HOUSE OF WAX
It just melts my heart


  A remake of Mystery Of The Wax Museum (never saw it), this was Vincent Price's first prominent horror role.  Price plays Prof. Jarrod, a master of wax sculpture who, ironically, doesn't want to sell out and do the Chamber Of Horrors stuff that everybody else is making money at.  His business partner, eager to make a return on his investment (not many people want to pay to see a big wax Marie Antoinette just standing there with her head attached), sets the place on fire to collecte the insurance money.  Scarred and unable to work for himself, Jarrod gets himself a couple of assistants (including one named, no kidding, Igor, and he's played by none other than a young Charles Bronson) to give the public the kind of wax museum they want.  Meanwhile, that business partner and his hopelessly ditzy golddigger girlfriend have been murdered and their bodies stolen by a mysterious, facially scarred man.  Could there possibly be a connection?  Could there?

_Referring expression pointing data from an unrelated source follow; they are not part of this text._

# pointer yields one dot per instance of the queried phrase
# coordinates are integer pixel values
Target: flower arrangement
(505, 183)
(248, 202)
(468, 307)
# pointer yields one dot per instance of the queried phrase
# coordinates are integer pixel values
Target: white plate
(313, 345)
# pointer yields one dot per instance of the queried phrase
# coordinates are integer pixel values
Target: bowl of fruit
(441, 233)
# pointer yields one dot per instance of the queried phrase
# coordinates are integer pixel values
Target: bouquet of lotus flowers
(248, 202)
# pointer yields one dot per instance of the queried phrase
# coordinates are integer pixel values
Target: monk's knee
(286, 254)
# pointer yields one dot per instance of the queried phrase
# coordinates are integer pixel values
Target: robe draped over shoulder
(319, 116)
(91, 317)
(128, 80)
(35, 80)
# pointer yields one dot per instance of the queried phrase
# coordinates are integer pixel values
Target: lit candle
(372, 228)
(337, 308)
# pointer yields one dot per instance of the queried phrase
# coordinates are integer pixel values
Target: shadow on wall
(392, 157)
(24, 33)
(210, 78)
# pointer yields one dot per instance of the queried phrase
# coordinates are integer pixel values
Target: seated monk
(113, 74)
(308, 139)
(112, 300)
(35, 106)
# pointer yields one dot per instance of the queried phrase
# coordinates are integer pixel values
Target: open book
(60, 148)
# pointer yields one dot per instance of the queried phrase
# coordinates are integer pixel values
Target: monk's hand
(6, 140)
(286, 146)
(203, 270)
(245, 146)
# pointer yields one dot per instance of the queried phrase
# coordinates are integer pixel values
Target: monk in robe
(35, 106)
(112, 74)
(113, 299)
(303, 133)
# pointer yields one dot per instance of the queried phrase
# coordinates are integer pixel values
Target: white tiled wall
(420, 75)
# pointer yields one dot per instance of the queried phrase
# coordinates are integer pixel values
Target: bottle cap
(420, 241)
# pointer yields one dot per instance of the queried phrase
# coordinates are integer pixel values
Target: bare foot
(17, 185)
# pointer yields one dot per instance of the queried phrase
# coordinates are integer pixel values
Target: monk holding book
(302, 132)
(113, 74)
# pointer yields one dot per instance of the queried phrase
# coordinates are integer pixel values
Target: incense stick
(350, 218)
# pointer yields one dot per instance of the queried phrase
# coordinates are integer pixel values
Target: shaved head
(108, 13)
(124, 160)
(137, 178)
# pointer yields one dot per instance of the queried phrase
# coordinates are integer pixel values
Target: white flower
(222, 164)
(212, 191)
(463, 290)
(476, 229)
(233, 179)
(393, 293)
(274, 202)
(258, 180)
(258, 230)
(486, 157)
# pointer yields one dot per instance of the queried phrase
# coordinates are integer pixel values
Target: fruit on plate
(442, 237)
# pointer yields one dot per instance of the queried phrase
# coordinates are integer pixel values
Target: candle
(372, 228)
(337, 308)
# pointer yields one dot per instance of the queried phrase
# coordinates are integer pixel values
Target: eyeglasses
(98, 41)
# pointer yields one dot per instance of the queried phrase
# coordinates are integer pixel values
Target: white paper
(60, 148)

Also along is Sue (an absolutely gorgeous Phyllis Kirk), a friend of that golddigger, although their relationship seems almost more along the lines of a Smithers/Burns thing than it does any friendship I know of.  She's such a cutie that she threatens to almost steal the film from Price himself, though it doesn't go quite that far.  Price is having fun here, but very quietly; it's all fairly tongue-in-cheek, but he doesn't play it hammy, instead opting to be mostly sympathetic.

House Of Wax was filmed in "Natural Vision" 3-D, and I have no idea what that is apart from regular 3-D, but it's fun to watch all the shots that were meant to wow the audience in 3-D but just look kind of goofy on TV. (the more subtle things, like an object hurled toward the camera in an early melee, aren't too distracting.  That guy with the paddleballs, however, was.)  And the director (Andre De Toth) only had one eye, howzzat for irony for ya, especially considering Warner Brothers' claim that this was the first 3-D movie made by a major studio?

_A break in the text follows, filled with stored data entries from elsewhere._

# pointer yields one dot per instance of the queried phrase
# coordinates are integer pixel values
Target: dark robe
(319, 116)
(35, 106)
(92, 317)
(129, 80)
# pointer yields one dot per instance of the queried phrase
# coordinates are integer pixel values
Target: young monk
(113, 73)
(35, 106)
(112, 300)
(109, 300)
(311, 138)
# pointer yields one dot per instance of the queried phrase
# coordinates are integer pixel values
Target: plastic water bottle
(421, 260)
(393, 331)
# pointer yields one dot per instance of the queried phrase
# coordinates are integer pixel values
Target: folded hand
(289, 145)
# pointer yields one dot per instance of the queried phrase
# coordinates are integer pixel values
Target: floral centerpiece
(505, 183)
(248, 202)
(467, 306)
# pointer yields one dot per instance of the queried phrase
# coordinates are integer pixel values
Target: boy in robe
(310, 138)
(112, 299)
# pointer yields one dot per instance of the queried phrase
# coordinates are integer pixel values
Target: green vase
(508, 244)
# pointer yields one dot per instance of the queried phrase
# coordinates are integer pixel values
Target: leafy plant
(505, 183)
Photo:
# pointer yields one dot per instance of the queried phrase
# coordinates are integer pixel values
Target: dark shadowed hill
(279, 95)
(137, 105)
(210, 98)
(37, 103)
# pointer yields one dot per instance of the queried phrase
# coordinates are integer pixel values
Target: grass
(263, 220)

One thing I'm wondering about is the nature of full-body wax sculpture; I've been under the impression that only the heads are made of wax, and the bodies out of whatever frames are necessary underneath the clothing.  Here, it's like a full-body mold, and I have no idea if I'm mistaken or the film is.  At any rate, some of these wax figures are astonishingly lifelike; I would've thought they were real people if, for example, one head wasn't being carried around in a box.  Obviously, considering the plot developments going on here, their being lifelike is precisely the point.

House Of Wax might be available on DVD, and if it is, it's probably got the 3-D effect built in there.  Even on VHS, it's worth a look, simply because it's fun.